Global Insight Perspective | |
Significance | The advisory committee voted 15-2 in favour of strengthening risk warnings for cancer patients receiving EPOs, while the committee also voted unanimously in favour of requiring a large-scale safety study on EPOs. A separate committee meeting later in the year will decide if stronger warnings should be applied to EPO use by kidney disease patients as well. |
Implications | If endorsed by the FDA, the committee recommendations would undermine sales of Amgen's (U.S.) Epogen (epoetin alfa) and Aranesp (darbepoetin alfa), and Johnson & Johnson's (U.S.) Procrit (epoetin alfa). |
Outlook | In its review of EPOs, the FDA is likely to consider not just the clinical evidence, but also the extent of off-label use of these drugs and evidence of promotional efforts to boost use of EPOs in unnecessarily high doses. |
FDA Committee Votes to Boost Warnings …
The FDA advisory committee charged with reviewing the safety of EPOs yesterday voted overwhelmingly (15-2) in favour of strengthening risk warnings for cancer patients. Risk warnings for kidney patients receiving dialysis will be reviewed at a separate FDA advisory meeting later this year. According the Wall Street Journal(WSJ), which had a representative present during the discussion, the FDA's Vinni Juneja told the experts' panel that safety should be considered in perspective. When EPOs were first approved in the early 1990s, they were thought to be beneficial in reducing the need for blood transfusions in cases of chemotherapy-induced or dialysis-induced anaemia. However, the risk of contracting disease from blood transfusions has decreased dramatically now, while there is no evidence that use of EPOs improves patient survival.
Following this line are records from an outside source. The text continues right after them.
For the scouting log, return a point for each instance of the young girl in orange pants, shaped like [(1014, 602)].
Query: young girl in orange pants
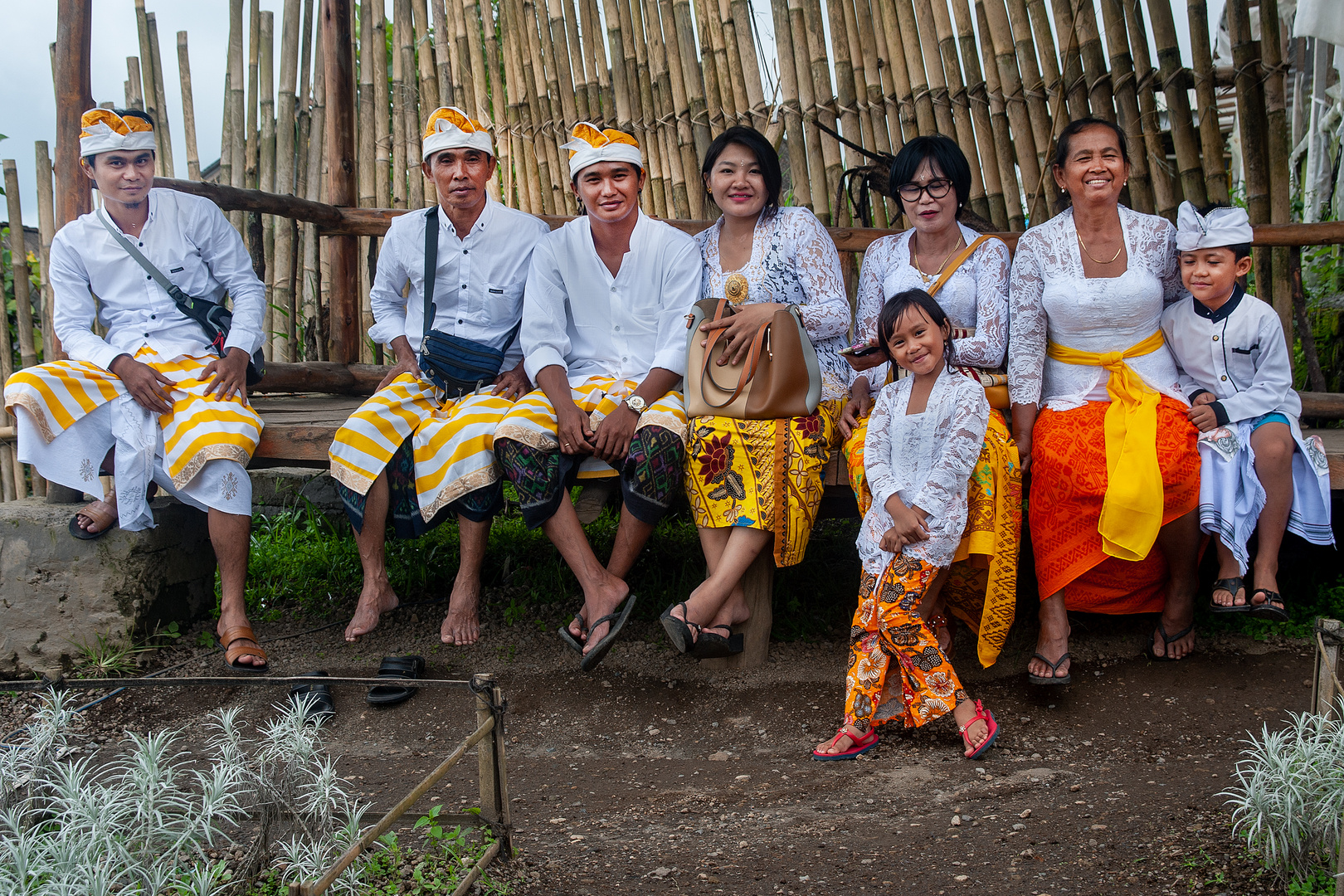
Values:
[(923, 440)]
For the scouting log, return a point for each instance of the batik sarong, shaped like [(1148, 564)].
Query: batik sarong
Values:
[(981, 587), (1068, 489), (738, 468), (895, 666)]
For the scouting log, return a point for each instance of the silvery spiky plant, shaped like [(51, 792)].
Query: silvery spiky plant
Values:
[(1288, 800), (143, 824)]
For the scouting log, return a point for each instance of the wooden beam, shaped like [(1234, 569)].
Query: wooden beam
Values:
[(339, 60)]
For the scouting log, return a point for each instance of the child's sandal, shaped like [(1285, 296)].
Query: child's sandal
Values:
[(988, 718)]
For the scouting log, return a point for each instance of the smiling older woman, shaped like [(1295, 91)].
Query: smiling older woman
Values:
[(1113, 458)]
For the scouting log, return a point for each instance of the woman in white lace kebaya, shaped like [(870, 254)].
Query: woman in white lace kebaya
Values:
[(1098, 412), (932, 180), (923, 440), (785, 257)]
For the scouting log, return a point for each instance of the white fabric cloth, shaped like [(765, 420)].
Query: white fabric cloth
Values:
[(580, 317), (1220, 227), (975, 297), (192, 243), (1051, 299), (926, 460), (1237, 353), (73, 460), (479, 280), (1231, 496), (795, 261)]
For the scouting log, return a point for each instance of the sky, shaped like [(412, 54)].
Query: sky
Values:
[(27, 99)]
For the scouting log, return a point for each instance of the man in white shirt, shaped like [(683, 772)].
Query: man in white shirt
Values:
[(420, 448), (604, 338), (152, 401)]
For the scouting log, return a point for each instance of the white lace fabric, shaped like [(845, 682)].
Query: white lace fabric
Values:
[(795, 261), (1051, 299), (926, 460), (975, 297)]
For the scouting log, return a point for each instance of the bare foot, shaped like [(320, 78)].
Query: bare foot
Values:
[(461, 626), (374, 601)]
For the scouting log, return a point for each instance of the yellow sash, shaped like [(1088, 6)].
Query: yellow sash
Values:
[(1132, 511)]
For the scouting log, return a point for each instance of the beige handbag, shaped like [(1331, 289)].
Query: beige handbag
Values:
[(778, 377)]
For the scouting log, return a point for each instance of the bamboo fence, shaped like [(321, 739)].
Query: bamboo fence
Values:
[(1001, 77)]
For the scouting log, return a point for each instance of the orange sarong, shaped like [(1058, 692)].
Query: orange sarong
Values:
[(1068, 489)]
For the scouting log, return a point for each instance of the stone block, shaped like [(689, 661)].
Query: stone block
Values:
[(58, 592)]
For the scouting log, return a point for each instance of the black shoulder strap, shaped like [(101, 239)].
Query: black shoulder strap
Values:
[(431, 265)]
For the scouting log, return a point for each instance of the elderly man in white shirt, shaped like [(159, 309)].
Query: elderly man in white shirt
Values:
[(422, 446), (604, 338), (153, 402)]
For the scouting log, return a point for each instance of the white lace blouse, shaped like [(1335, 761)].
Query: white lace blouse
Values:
[(1053, 299), (976, 296), (793, 260), (926, 460)]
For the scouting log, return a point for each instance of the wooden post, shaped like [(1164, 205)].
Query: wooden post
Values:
[(340, 176)]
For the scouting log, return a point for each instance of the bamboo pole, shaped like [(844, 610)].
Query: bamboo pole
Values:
[(979, 105), (1210, 134), (162, 130), (1164, 193), (46, 232), (188, 108), (1127, 104), (960, 101), (791, 110), (1177, 104), (1277, 156)]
The committee unanimously voted in favour of requiring Amgen and J&J to conduct new large-scale studies to examine the safety of EPOs. From what has been said so far, patient survival will be the end-point of these studies. This recommendation has been triggered by recent findings indicating that when EPOs are used off-label (i.e. for an unapproved indication) to treat cancer-related anaemia in patients not undergoing chemotherapy, they can trigger tumour development and could also boost the risk of blood clots and heart attacks.
… but Upper Haemoglobin Threshold Unchanged
The labelling of EPOs was changed in March to reflect the risk of such side effects. The new ”black box” warnings—which are the strongest form of warning on drug labels in the United States—indicate that when EPOs are administered to target haemoglobin levels above 12 g/dL they increase the risk of death and serious cardiovascular events; shorten the time to disease progression of head and neck tumours in patients receiving radiation therapy; shorten survival and increase deaths attributed to disease progression in patients with metastatic breast cancer receiving chemotherapy; and increase the risk of death in cancer patients receiving neither radiation therapy nor chemotherapy.
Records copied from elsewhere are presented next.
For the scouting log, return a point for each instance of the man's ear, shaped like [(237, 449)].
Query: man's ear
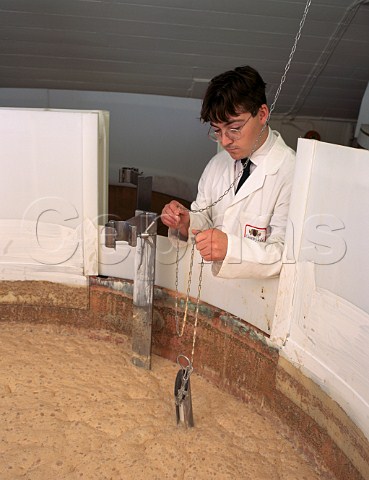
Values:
[(263, 113)]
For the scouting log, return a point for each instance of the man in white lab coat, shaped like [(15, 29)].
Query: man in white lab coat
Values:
[(240, 227)]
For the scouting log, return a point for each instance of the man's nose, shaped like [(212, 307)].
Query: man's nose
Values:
[(225, 140)]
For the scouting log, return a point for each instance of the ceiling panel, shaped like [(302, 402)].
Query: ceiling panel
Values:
[(173, 47)]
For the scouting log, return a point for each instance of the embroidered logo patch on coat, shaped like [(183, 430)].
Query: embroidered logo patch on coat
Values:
[(255, 233)]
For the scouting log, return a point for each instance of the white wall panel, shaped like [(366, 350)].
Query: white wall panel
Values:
[(322, 312)]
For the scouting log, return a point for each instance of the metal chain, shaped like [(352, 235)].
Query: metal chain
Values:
[(283, 79), (179, 331)]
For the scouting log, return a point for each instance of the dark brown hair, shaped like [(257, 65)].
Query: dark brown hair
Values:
[(232, 93)]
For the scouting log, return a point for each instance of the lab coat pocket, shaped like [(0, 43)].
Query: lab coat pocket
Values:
[(256, 227)]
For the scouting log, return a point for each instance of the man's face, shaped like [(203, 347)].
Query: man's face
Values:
[(241, 135)]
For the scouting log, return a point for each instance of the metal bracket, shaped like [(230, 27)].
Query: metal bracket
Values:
[(143, 223)]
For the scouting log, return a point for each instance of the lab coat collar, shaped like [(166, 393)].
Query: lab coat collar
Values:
[(269, 165)]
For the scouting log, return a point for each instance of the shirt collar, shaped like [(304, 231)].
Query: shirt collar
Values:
[(263, 151)]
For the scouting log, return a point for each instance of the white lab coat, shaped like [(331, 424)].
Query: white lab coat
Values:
[(254, 219)]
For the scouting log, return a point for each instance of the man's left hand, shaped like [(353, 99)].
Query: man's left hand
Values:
[(212, 244)]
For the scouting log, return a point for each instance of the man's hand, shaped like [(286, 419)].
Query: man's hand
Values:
[(175, 215), (212, 244)]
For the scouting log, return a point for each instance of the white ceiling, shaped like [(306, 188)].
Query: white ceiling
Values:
[(173, 47)]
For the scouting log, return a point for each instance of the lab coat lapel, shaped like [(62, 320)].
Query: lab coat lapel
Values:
[(257, 178)]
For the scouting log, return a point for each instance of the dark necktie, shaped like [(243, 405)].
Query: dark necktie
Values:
[(245, 173)]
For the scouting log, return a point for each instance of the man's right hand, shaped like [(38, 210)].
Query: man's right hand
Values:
[(176, 216)]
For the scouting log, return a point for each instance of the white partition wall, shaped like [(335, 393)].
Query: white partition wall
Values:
[(53, 187), (322, 315)]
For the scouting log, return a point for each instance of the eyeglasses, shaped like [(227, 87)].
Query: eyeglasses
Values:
[(232, 133)]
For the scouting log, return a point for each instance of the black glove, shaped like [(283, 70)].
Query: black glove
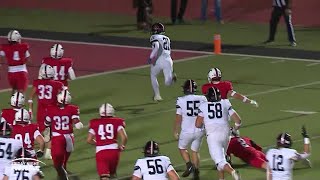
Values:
[(39, 154), (304, 132)]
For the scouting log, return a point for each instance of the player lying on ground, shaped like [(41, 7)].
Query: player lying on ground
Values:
[(103, 133), (225, 87), (247, 150), (281, 159), (214, 116), (190, 136), (23, 167), (153, 165)]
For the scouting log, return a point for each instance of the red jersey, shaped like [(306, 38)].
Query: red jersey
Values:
[(47, 91), (223, 86), (9, 115), (16, 54), (27, 133), (243, 148), (61, 67), (62, 118), (106, 129)]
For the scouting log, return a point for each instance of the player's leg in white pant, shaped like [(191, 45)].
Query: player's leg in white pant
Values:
[(168, 73), (154, 71)]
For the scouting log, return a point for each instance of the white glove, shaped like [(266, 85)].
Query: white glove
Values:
[(79, 125), (254, 103)]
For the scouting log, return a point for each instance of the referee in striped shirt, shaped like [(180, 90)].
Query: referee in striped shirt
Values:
[(281, 8)]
There was speculation that the FDA advisory committee would recommend changing the label to reflect the higher risk of using EPOs at doses below 12 g/dL. However, the committee decided not to change the upper threshold for haemoglobin levels, according to the WSJ. Nevertheless, it has recommended the inclusion of a base level of haemoglobin on labelling, essentially advising doctors and patients how low haemoglobin levels should fall before EPO treatment is considered.
Outlook and Implications
The fact that the committee did not recommend a reduction in the upper threshold of haemoglobin targets for patients on EPO is a positive development for Amgen and J&J. Initial estimates indicate that the March black box warning—which effectively reduced the haemoglobin target to 12 g/dL—will undermine sales of Epogen, Aranesp and Procrit by about 10% (see United States: 12 March 2007: FDA Orders Black Box Warnings for Anaemia Treatments). Had the haemoglobin target been reduced further, the adverse impact on sales would have been all the more notable. Having said that, the fact that the committee is considering introducing a minimum recommended haemoglobin (Hb) level (above which EPO treatment should not be initiated) in labelling is a dangerous sign. Should the FDA decide to follow the committee's recommendations it could come up with a minimum Hb requirement of 7-8 g/dL (lower than that for healthy people but above what would be deemed low enough to justify a blood transfusion). If this occurs, the adverse effect on EPO sales could be just as dramatic as the effect of imposing an upper Hb limit.
To make matters worse for EPO makers, when the full FDA meets to review the safety of anaemia drugs, it is likely to consider additional factors as well. Top among these is the extent of off-label usage of EPOs. The agency has grown increasingly concerned that use of EPOs may be promoted for cancer patients not receiving chemotherapy as a way of boosting their energy levels. Evidence of marketing practices encouraging doctors to use higher and unapproved (at the time) doses of Procrit are also likely to be taken into account (see United States: 10 May 2007: J&J Gave 24% Price Discount on Procrit to Doctors, Whistleblowers Claim). In the final analysis, the stance that the FDA takes—which might differ from that of its advisory committee—will be eagerly anticipated. EPOs account for nearly half of Amgen's sales and in total, Amgen and J&J's EPO drugs had more than US$7 billion worth of sales in the United States last year.